Although I never want you to restrict or deprive yourself, know that you do have to somewhat limit you food intake in order not to experience a plateau (feeling like you cannot progress)
If you have the skill mastered - fantastic! Keep practicing anyway.
Recommit to watching your portion sizes and eating a little less than you might prefer.
Not everyone will need to eat a little less, especially if you are at a place where you want to maintain your weight! However, this is a useful practice for most people, if only to revisit hunger, appetite, and fullness.
Change is sometimes uncomfortable, but it’s almost always worth it!
This 2-week habit block includes two specific Experiment Days:
Low-carb or low-fat day
Fasting day (please do not experiment with fasting if you are struggling from severe emotional eating or are currently recovering or have recently recovered from an eating disorder).
How to be successful with this habit:
Understand you may experience discomfort and may feel like you want to resist this habit. I get it! Nobody likes to be hungry. Some common hesitations may be wasting food, being uncomfortable, or not having enough energy to perform.
Write down your trade-offs. Together, we will come up with realistic expectations. Typically, to lose weight/fat, a person must eat less than they might normally prefer to eat.

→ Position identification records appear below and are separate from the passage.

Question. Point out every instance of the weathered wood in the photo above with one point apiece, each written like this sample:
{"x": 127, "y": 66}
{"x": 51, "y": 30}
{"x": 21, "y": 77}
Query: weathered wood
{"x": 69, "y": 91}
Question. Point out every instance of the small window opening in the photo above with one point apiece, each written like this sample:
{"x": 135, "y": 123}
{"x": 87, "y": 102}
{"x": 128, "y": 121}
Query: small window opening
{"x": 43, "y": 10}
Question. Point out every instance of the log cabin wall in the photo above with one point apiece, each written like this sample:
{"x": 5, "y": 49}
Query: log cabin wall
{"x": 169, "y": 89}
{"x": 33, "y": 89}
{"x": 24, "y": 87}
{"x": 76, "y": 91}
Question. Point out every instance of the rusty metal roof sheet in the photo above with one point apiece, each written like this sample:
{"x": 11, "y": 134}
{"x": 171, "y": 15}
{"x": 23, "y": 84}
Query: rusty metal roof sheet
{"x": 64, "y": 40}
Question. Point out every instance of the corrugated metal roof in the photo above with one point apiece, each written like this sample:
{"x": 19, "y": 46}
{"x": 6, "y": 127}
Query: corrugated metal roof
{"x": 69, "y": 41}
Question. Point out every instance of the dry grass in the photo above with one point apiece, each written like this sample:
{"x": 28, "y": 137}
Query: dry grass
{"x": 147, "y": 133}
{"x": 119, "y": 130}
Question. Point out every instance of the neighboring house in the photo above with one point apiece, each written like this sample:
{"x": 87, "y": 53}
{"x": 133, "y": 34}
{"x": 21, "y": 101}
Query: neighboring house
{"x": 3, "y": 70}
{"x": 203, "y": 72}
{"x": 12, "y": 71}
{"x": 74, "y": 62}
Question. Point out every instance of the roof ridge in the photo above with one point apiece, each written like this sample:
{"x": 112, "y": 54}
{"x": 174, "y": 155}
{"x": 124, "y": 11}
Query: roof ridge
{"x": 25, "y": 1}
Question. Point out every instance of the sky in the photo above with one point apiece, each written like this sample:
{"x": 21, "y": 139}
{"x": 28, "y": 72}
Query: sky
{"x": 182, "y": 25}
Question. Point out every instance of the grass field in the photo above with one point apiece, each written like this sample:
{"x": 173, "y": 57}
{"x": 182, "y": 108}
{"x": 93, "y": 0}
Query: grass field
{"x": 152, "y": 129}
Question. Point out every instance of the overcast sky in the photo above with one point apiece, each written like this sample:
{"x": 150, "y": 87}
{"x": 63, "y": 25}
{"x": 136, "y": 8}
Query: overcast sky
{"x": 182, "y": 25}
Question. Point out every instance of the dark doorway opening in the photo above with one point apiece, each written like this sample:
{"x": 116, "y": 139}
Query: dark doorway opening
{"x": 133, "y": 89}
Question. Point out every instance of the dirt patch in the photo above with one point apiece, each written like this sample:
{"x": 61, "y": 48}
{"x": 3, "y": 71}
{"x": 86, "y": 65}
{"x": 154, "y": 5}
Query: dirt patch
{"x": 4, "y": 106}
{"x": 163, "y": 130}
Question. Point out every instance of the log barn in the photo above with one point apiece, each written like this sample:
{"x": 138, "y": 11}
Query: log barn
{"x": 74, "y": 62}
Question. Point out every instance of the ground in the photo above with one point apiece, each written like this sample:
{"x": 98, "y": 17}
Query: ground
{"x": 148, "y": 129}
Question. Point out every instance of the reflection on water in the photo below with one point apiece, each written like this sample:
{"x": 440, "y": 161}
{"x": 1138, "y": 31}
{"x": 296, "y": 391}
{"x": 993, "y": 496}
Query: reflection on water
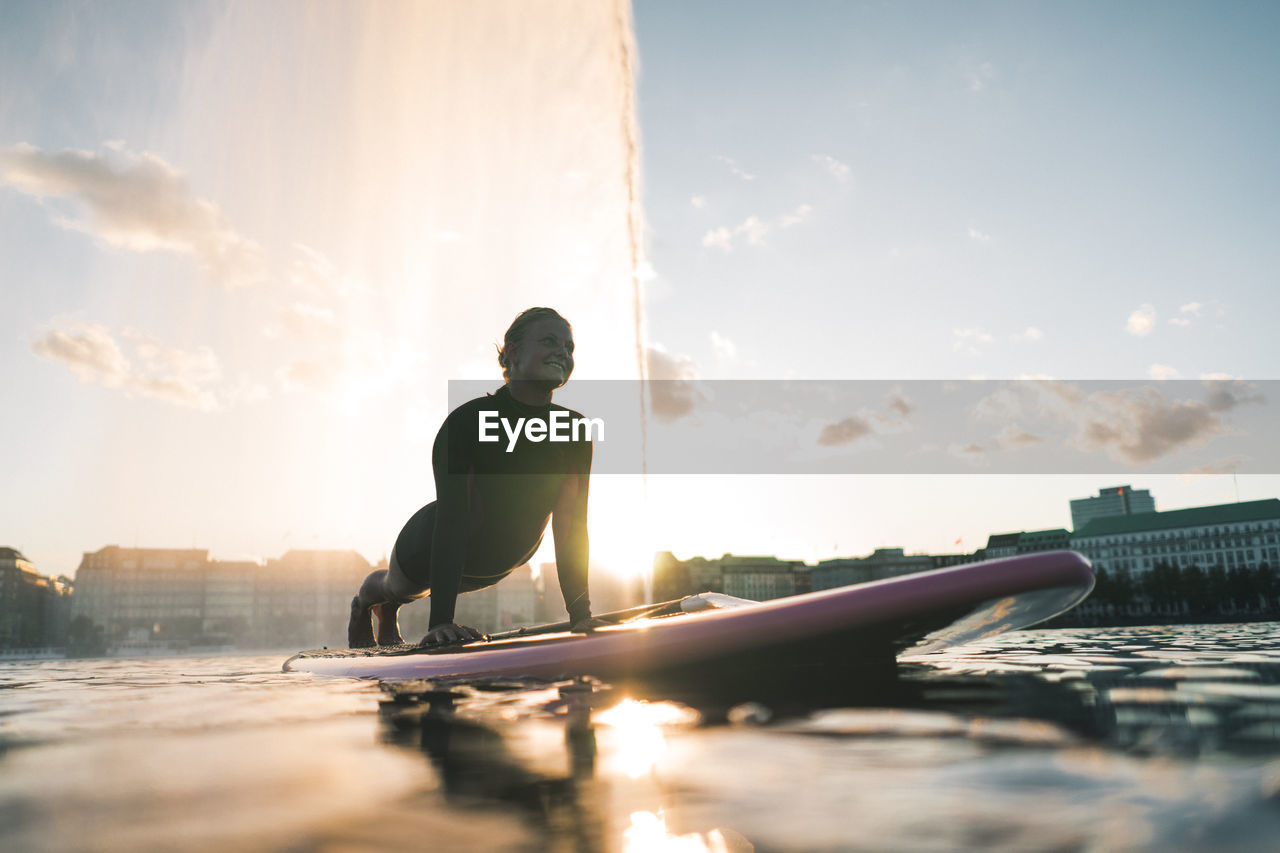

To get to a normal/healthy weight or body fat percentage generally doesn’t require much sacrifice. This usually requires only minimal discomfort
If your goal is to get lean or lose a lot of weight quickly (e.g. for athletic competition) this will require more trade-offs and more discomfort.
What are you ready, willing, and able to do in order to lose fat/weight? We will discuss what is reasonable, sane, healthy, and appropriate?
Make sure to communicate with me, as your coach, so we can get on the same page together!
Would you be able to show me and describe what 80% full looks like to you? This is a very important skill to have at this point in the program.
If you are prone to controlling your food intake too much, sometimes alternated with binge eating, let’s get to the root cause of this!
Let’s find a way to increase consistency and set more realistic expectations.
You may even need to eat a little more, consistently, instead of alternately starving and stuffing.
Please avoid the Experiment Days of fasting and limiting carbs if you are struggling with alternating stuffing and starving days!
If you need more practice, just try this and see what happens; notice what thoughts, feelings, etc. come up when you reduce your intake.
If you have really gotten the hang of it, challenge yourself with consistency, quality, and expert awareness. Try doing some more sensing-in to nuances of your physical signals.